JAMES LILEKS WRITES about Madonna, children’s books, and more. But not about the war. Well, not quite. Oh, and there’s something about krill, too.

IN CASE YOU MISSED IT (it was posted a bit late yesterday), I’ve got more on the Iraq oil trust fund idea over at GlennReynolds.com.

I’m gathering reader emails, too, and I’m going to post more on it here, later.

PHIL CARTER ANSWERS SOME QUESTIONS about the war, in response to a piece (linked therein) by Fred Kaplan in Slate.

ANOTHER FASCINATING ARTICLE IN THE ARAB NEWS:

Countries such as South Korea, Taiwan, Singapore and Malaysia — not to speak of Japan — went ahead by leaps and bounds. These were countries that had been utterly devastated by World War II and other wars in the region.

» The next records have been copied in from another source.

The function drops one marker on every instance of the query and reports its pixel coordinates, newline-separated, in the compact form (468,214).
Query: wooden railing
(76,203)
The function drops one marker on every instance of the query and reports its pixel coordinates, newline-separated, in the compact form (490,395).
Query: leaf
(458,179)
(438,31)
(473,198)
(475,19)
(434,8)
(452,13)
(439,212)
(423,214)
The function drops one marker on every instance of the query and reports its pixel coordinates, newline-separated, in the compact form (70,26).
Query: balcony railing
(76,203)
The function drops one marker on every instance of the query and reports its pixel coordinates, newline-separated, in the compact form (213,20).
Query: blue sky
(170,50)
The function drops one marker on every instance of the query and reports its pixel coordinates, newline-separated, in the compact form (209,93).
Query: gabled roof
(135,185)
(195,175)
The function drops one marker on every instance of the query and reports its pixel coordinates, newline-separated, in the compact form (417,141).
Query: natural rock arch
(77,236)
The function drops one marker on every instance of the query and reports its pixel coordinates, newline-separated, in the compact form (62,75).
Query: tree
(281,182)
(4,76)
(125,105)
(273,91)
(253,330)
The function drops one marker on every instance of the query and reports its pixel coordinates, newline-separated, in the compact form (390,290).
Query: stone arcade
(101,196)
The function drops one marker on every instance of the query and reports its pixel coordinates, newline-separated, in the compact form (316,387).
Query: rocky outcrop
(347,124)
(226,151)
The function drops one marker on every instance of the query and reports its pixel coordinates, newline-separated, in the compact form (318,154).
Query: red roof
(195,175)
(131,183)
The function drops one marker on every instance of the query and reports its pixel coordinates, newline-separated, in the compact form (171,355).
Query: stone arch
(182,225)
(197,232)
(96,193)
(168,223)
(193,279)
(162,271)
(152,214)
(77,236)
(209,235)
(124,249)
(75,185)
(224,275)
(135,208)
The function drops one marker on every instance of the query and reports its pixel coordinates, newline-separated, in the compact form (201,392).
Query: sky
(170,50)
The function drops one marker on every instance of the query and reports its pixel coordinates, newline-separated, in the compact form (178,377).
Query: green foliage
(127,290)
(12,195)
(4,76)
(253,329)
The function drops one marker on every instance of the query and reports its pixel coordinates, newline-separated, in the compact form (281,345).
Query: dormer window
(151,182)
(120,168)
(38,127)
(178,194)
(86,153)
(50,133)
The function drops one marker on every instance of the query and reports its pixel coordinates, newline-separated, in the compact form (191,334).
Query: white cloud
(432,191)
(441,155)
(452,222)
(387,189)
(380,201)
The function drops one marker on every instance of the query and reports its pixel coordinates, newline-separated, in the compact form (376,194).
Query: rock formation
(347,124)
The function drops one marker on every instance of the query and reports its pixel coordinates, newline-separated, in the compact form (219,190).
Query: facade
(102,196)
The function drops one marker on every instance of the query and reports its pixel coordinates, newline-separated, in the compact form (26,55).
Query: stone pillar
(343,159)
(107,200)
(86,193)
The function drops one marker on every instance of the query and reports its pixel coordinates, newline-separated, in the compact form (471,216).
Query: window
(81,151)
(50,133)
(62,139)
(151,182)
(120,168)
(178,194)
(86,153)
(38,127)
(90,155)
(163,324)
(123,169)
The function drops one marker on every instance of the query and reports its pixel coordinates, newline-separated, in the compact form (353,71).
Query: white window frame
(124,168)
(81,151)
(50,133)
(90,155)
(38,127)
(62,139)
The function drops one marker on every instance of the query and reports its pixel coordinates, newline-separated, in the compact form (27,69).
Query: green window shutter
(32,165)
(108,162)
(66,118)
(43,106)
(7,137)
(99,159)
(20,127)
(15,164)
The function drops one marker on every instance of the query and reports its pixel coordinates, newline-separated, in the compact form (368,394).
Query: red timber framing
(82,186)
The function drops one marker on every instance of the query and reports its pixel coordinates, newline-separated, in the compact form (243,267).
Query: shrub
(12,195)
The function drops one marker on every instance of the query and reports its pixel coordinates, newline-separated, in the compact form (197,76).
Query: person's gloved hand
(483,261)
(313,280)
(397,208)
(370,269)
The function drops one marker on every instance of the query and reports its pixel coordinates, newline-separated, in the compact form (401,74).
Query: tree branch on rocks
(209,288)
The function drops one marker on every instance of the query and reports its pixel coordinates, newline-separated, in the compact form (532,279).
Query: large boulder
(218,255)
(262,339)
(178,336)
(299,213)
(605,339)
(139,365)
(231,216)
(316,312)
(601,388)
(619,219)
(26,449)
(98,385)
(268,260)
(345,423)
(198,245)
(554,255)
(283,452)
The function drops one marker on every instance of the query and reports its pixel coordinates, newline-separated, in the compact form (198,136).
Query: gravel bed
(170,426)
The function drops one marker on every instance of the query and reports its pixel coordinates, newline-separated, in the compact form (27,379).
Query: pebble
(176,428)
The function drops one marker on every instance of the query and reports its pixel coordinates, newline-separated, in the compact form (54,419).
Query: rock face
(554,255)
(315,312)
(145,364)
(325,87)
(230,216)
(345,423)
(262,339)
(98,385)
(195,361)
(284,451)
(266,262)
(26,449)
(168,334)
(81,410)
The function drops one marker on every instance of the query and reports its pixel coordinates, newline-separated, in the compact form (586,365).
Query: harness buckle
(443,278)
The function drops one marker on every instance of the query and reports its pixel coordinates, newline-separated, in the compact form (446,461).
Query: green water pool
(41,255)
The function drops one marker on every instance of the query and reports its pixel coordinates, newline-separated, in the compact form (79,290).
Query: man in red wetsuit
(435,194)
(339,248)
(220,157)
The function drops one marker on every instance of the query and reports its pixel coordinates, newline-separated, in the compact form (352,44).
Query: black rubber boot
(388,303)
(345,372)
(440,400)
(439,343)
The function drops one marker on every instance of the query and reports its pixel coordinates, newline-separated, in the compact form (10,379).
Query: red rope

But they rose from the ashes, and now, with the fall of a tyrant, a fresh breeze is also blowing in the Arab world. A wind of change.

The Arab world, moreover, is younger, with a population that has access to enough information to see others speeding ahead. They are not content to remain bystanders, but want to be travelers themselves on the road to progress.

They aspire to a free society, human dignity and mechanisms that shield them from the oppression and humiliations exercised by the likes of the Baath regime. They want governments that guarantee them the human rights, freedom, justice and equality that are central to the Qur’an and the Sunnah.

They want a society that is tolerant and sovereign and where all views are fairly represented. They want a vehicle that will clear the decks of the medieval garbage that has resulted in regression and stagnation. . . .

We must not let future generations down by bequeathing them a legacy of a society that is divided, a national debt that will break their backs, an educational system that churns out parrots and a society that wallows in self-pity and snivels in mortification at the first sign of a problem.

I hope we’ll see more of this kind of thinking.

HERE’S AN INTERESTING PIECE IN THE SPECTATOR about Britain and Europe:

The question has to be asked, ‘Why does the UK have to pay the costs of the CAP [Common Agricultural Policy] and suffer the indignities of the CFP [Common Fisheries Policy] in order to be associated with a group of nations which are both economically unsuccessful and will take a diminishing share of its exports over the next few decades?’ It cannot be because Britain wants to participate in a common European defence and foreign policy, as the diplomatic shambles of recent weeks has discredited that option; it cannot be because Britain wants to abandon its currency and introduce the euro, as opinion polls show a decisive majority in favour of keeping the pound; and it cannot be because Britain wants to be absorbed into a European political superstate, as European federalism has been and remains unpopular at all levels.

The message has to be that — putting sentiment and treaty obligations to one side — the case for continued British membership of the EU is weaker today than it has ever been.

I wonder how many people in Britain are thinking this way now.

MORE BAD NEWS FOR CHIRAC:

DEBLIN, Poland — Poland on Friday signed a deal to buy 48 U.S.-made F-16 jet fighters for $3.5 billion, the biggest defense contract by a former Soviet bloc country since the end of the Cold War.

The Polish government announced last December that it had chosen the U.S. government-backed offer over two rival European offers — the Swedish-British Gripen jet and the French-made Mirage 2000.

I’m sure that Chirac’s nasty cracks about New Europe weren’t the only reason, but I’m also sure that they didn’t help.

LOOTED IRAQI ANTIQUITIES are already showing up — in Paris. Go figure.